Por Rogério Almeida
Um guarnicê (reunião) para pôr mais lenha na fogueira do caldeirão da cultura popular amazônica. Diz a lenda que assim germinou há 21 anos na cidade de Belém, capital do Pará, o grupo Arraial do Pavulagem. Na cabeça dos artistas locais a formação de público constava no horizonte. Na cidade quase ilha, a Praça da República serviu-lhe de berço.
O logradouro é um dos pingentes dos áureos dias do ciclo da borracha. É a praça que abriga o festejado Teatro da Paz. É na praça que todos os domingos ricos, remediados e pobres de todos os tons se cruzam. Há vendedores/as de tudo que é coisa: artesanato, obras de arte, relíquias, comidas regionais, livros, instrumentos musicais e outros badulaques. Músicos à margem, e outros nem tanto, fazem som.
Em alguns domingos do mês de junho barricas, matracas, maracais, alfaias, metais embalam o cordão do grupo Pavulagem. Uma referência ao pavão. A tradução indica tratar de um fanfarrão, aquele que gosta de aparecer. Se no Nordeste é o manto negro da noite que serve de cenário das celebrações da quadra junina, em Belém, os arrastões do grupo ocorrem sob o sol de 40º. Chapéu de palha enfeitado por fitas coloridas socorre do calor.

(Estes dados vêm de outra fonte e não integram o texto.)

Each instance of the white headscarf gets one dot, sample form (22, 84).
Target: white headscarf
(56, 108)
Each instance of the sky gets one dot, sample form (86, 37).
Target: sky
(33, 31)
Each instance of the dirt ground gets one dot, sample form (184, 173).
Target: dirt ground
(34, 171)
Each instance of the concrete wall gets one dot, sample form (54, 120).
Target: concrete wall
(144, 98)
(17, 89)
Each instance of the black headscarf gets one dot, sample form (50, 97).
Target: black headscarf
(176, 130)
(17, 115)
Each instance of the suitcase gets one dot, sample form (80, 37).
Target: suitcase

Negro, índio e caboclo são a matriz de toadas, lundus, carimbós, ladainhas, que tem no universo rural a raiz. Num mundo de água, sob o olhar da baía do Guajará, o cordão de brincantes faz o aquecimento. Idosos, adultos e crianças engrossam o coro que ultrapassa a casa de 10 mil. As mangueiras, algumas seculares, da Av. Presidente Vargas testemunham a marcha da brincadeira. Vendedores de água e cerveja acodem os participantes.
“Já pedi até a lua pra tentar te convencer. Mas acabei namorando a lua. Só não namorei você”. Canções de amor integram o repertório que homenageia São João, São Pedro e São Marçal. Uma outra celebra um boi da lua. “Mamãe eu vi boi-da-lua dançar no planeta do Brasil”.

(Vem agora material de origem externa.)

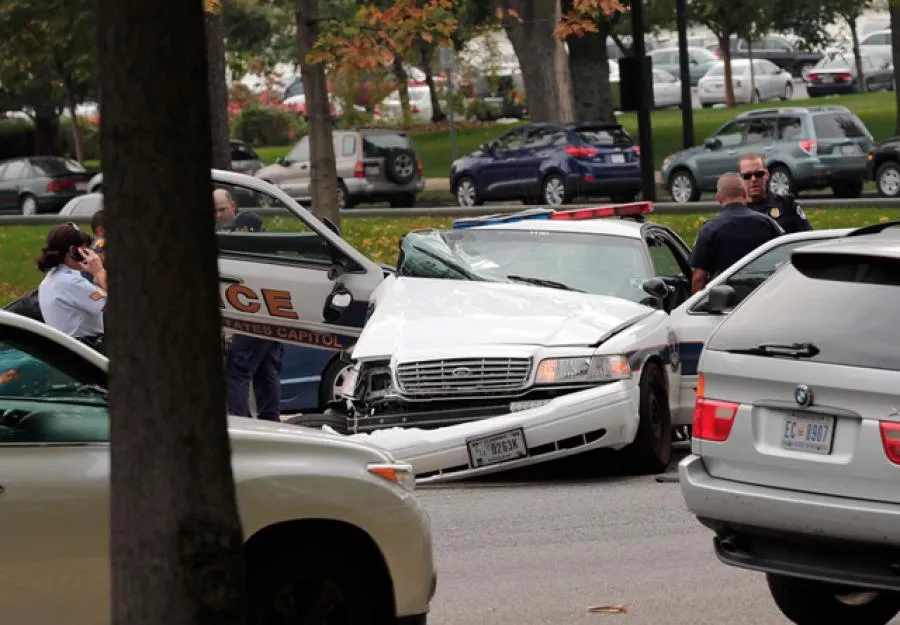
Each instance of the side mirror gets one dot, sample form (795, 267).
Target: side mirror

A toada explica que o festejo é uma promessa. “Meu São João, vim pagar a promessa. Trazer esse boizinho pra alegrar sua festa. Olhos de papel de seda. E uma estrela da testa”. César Teixeira, poeta maranhense assina a canção. Pavulagem e Teixeira se conhecem apenas por versos.
No período de momo o boi vira bloco de carnaval. E a rua ganha o Cordão do Peixe Boi. Gerido no bioma amazônico nada mais justificável. O adereço é o próprio mamífero ameaçado de extinção. Integrar a brincadeira é fácil. Basta comparecer ao local de ensaio e mostrar habilidades de dança ou percussão. Ou caso contrário simplesmente engrossar o coro dos informais.
Rogério Almeida é Mestre em Planejamento do Desenvolvimento, autor do livro “Araguaia–Tocantins: fios de uma história camponesa” e colaborador da rede Fórum Carajás.